[fpc-pascal]ansistrings

Mon Mar 1 12:00:13 CET 2004

On Mon, 1 Mar 2004, David Emerson wrote:

> Hey all,
>
> I've been poking around the sources and documentation for some insight into the details of how ansistrings are implemented, and I am left with some questions.
>
>
> It would be nice if, when comparing two ansistrings, fpc would first check to see if these two pointers are pointing to the same spot in memory, i.e. the same TAnsiRec. If they happen to be pointing to the same, a potentially long operation is reduced to a simple comparison of two memory addresses which probably only takes one processor cycle.
>
> Looking at fpc_ansistr_compare in astrings.inc, and at cgadd.addstring (the only function that seems to call fpc_ansistr_compare), it appears not to do this. Perhaps I'm wrong? I don't _really_ understand what the code is doing. I believe the sources I'm looking at are 1.0.10.

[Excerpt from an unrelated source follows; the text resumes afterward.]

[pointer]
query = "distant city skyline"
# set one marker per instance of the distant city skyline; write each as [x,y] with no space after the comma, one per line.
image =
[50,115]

This is already implemented in version 1.9.2.

>
> If this quick comparison is in fact not implemented, I'd like to do it myself. (There are a number of places where I am checking long ansistrings for equality, and there is a reasonable chance that both pointers are pointing to the same address.)
>
> ( @s1[1] = @s2[1] ) seems to give the right result. is this the best way?
> or is it quicker/slower to use ( pointer(s1) = pointer(s2) )
> (no doubt more elegant)

The code uses ( pointer(s1) = pointer(s2) )

>
>
>
> Now on to the second question... getting those ansistrings pointed to the same address!
> (Some of them already are, but I'd like to get more...)
>
> I was kind of surprised to find that
>
>   s1 := 'hello';
>   s2 := 'hello';
>   writeln ( pointer(s1) = pointer(s2) );     ...writes FALSE

This is normal. But if you do it 'correct', i.e:

Const
  MyHello = 'Hello';

S1:= MyHello;
S2:= MyHello;

They will point at the same address.

>
> Thus I assume that
>   readln (s1);
>   readln (s2);    ... would NEVER point them at the same address
>
> Of course, checking every string against every other string would comprise an absurd performance hit in most cases. What I'd really like is to have a relatively small number of constant strings that could be compared against, and only when reading in a data file, or perhaps certain fields in a data file. (yeah, reading will take longer)... Then if my data file (and thus my filled pascal array) has 1,000 instances of "some_complex_but_often_identically_repeated_data_value", I get the following:
>   - lots of memory savings
>   - operator "=" gives a very fast TRUE result when they are pointing to the same
>
> In fact, all the string comparison operators return a particular value if the two are equal, so they could all give a fast result in this case. This could happen both when comparing datum values against each other, and when comparing them to a constant string in my code.
>
> Do resource strings offer this kind of intelligence, or are they designed for a completely different purpose, and offer no performance improvement for this special application?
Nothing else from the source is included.